石畳(パヴェ)の上を走るクラシックレースのために各社が快適性に特化したエンデュランスロードバイクを開発しているが、その歴史の中でもトレックが発明したフレームの接合部を物理的に離して間にベアリングを介することで衝撃を和らげるISOスピードは衝撃的だった。 そのISOスピードをアルミフレームに装着したのが「ドマーネ ALR」だ。
 
text:難波ケンジ photo:小見哲彦

独自のISOスピード機構により快適性で並ぶバイクなし

「ドマーネ ALR」は、32Cという通常のロードバイクよりも幅広なタイヤや、フォークもベンドタイプを採用するなど、随所に快適性への工夫が目立つ一台。さらにキャリパーブレーキ仕様と乗り比べると、ブレーキ性能に優れたシマノ製の油圧ディスクブレーキを採用したこのバイクなら、初めてのロングライドで遠くに出かけて途中で腰が痛くなったり、峠の下りで雨が降ってきたりというような条件でも無敵の性能を発揮する。

そもそもアップライトなエンデュランスジオメトリーと抜群の乗りごこちなので、腰すら痛くならないだろう。傘下のボントレガー製のサドルやシートポストなど、デザインもトータルコーディネートされている。  

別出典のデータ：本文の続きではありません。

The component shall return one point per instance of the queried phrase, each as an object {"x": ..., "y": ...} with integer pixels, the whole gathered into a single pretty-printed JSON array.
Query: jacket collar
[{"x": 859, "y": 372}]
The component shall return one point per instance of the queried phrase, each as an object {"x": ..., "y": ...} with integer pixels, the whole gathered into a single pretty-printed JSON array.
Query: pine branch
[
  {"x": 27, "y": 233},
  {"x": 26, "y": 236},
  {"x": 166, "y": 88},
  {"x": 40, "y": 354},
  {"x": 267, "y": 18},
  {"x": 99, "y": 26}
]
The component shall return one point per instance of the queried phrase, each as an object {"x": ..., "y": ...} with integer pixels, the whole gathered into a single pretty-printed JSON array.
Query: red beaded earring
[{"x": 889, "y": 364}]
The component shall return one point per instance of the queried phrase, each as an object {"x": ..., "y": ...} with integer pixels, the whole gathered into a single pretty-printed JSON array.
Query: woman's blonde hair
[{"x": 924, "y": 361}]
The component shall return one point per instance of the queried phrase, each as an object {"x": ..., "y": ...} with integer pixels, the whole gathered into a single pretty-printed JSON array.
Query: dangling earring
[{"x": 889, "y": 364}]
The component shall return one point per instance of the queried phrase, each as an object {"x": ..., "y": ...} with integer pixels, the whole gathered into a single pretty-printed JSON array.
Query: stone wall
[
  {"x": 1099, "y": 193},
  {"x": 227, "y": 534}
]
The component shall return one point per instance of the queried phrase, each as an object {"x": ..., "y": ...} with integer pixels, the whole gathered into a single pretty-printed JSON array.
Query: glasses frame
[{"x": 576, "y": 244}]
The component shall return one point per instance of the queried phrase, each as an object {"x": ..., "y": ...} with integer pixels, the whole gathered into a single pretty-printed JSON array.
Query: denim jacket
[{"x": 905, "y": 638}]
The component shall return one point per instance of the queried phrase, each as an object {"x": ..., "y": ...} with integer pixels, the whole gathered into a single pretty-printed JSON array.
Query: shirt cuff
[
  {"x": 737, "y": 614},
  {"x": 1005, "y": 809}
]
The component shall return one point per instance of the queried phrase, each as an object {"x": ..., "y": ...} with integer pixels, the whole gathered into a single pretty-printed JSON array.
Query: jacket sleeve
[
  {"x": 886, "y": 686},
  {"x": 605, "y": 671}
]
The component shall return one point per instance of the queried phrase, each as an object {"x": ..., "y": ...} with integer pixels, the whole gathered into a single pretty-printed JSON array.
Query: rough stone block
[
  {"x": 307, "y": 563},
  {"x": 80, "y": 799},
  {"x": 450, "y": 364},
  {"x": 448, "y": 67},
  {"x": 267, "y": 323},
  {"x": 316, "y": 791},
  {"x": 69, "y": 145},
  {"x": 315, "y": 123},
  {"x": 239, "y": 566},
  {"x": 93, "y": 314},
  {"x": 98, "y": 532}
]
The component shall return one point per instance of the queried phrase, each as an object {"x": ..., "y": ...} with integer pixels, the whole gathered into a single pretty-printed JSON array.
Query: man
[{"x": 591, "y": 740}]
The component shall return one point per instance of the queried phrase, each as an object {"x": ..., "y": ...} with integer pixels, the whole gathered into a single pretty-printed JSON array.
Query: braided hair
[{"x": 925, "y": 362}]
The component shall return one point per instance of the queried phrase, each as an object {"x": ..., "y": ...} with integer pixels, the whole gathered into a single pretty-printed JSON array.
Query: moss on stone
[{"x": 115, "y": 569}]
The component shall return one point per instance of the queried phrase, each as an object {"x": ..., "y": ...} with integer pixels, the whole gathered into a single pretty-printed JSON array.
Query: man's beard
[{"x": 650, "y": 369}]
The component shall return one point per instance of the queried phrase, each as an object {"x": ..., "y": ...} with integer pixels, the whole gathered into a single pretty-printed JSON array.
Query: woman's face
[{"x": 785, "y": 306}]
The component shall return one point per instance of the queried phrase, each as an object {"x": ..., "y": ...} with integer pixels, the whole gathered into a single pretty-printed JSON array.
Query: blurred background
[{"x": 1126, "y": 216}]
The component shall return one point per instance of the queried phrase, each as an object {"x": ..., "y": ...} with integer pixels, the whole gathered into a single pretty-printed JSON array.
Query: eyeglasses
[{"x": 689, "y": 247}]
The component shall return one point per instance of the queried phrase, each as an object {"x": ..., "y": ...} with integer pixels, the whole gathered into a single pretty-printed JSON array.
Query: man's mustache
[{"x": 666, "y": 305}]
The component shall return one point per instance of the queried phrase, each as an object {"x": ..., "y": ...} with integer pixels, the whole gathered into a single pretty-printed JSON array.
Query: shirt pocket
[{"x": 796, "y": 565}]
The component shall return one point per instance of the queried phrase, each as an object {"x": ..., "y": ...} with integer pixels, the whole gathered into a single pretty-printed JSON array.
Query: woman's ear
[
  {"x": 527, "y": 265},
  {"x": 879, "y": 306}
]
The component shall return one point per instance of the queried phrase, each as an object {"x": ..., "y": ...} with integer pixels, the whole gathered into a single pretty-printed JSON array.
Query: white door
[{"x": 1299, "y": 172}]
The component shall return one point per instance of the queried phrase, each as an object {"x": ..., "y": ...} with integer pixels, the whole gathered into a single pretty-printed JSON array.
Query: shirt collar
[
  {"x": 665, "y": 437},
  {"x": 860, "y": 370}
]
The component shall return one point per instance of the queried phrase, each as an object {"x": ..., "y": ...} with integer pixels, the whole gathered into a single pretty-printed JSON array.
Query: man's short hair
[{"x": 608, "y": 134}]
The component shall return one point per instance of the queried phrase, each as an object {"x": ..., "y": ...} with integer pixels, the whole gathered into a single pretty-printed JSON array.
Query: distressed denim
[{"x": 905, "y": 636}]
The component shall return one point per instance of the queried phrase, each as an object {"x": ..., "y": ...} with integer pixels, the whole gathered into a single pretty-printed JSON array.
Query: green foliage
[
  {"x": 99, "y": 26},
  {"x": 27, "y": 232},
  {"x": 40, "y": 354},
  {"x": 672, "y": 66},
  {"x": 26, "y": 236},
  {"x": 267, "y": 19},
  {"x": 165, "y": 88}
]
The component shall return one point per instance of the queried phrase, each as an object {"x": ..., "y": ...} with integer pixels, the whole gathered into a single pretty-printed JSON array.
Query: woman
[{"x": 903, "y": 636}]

また、大きな特徴のひとつがチューブレス対応のリムを採用している点で、乗り慣れてきた頃チューブレスにタイヤをアップグレードしたい。もう圧倒的としか言いようのない耐パンク性能を発揮するチューブレスと快適性に優れたドマーネなら、どこまでも走っていける。
 

TREK Domane ALR 5 Disc
トレック・ドマーネ ALR5 ディスク
シマノ・105完成車価格/21万2037円(税抜) 

フレーム●200シリーズアルファアルミニウム 
フォーク●ドマーネカーボン
メインコンポ●シマノ・105 
ホイール●ボントレガー・チューブレスレディ 
タイヤ●ボントレガー・R1ハードケースライト 700×32C 
ハンドルバー●ボントレガー・レースVR-C 
ステム●ボントレガー・エリート 
シートポスト●ボントレガー・アロイ 
サドル●ボントレガー・アフィニティーコンプ 
サイズ●44、47、50、52、54、56、58、60 
カラー●ブラックパール 
試乗車実測重量●9.46kg(52サイズ、ペダルなし)


 
チューブレスに対応したチューブレスレディリムを採用。標準では乗りごこちとグリップ性能に優れた32Cタイヤを装着している
シートチューブを物理的に分離してベアリングを介し、衝撃に対してしなる動きを実現したISOスピードが驚くほどの快適性を実現
通常のロードバイクより乗車姿勢に余裕のあるエンデュランスジオメトリーを採用。少し長めのホイールベースで直進安定性も抜群
雨の日のライディングに備えて、フレームには美しく内蔵されたフェンダーマウントを装備。晴れの日にはその存在を意識させない
フラットマウント規格のディスクブレーキを採用し、あらゆる条件でどんなリムブレーキよりも優れた制動力とコントロール性を発揮

難波ケンジの試乗インプレッション

レーシングモデルのドマーネには日本人で最初に乗った筆者なれど、アルミモデルのドマーネに乗ったのはこれが初めて。こんなに乗りごこちが良いとは目からウロコの一言に尽きる。リヤのISOスピードの快適性もさることながら、フォークの快適性も尋常ではない。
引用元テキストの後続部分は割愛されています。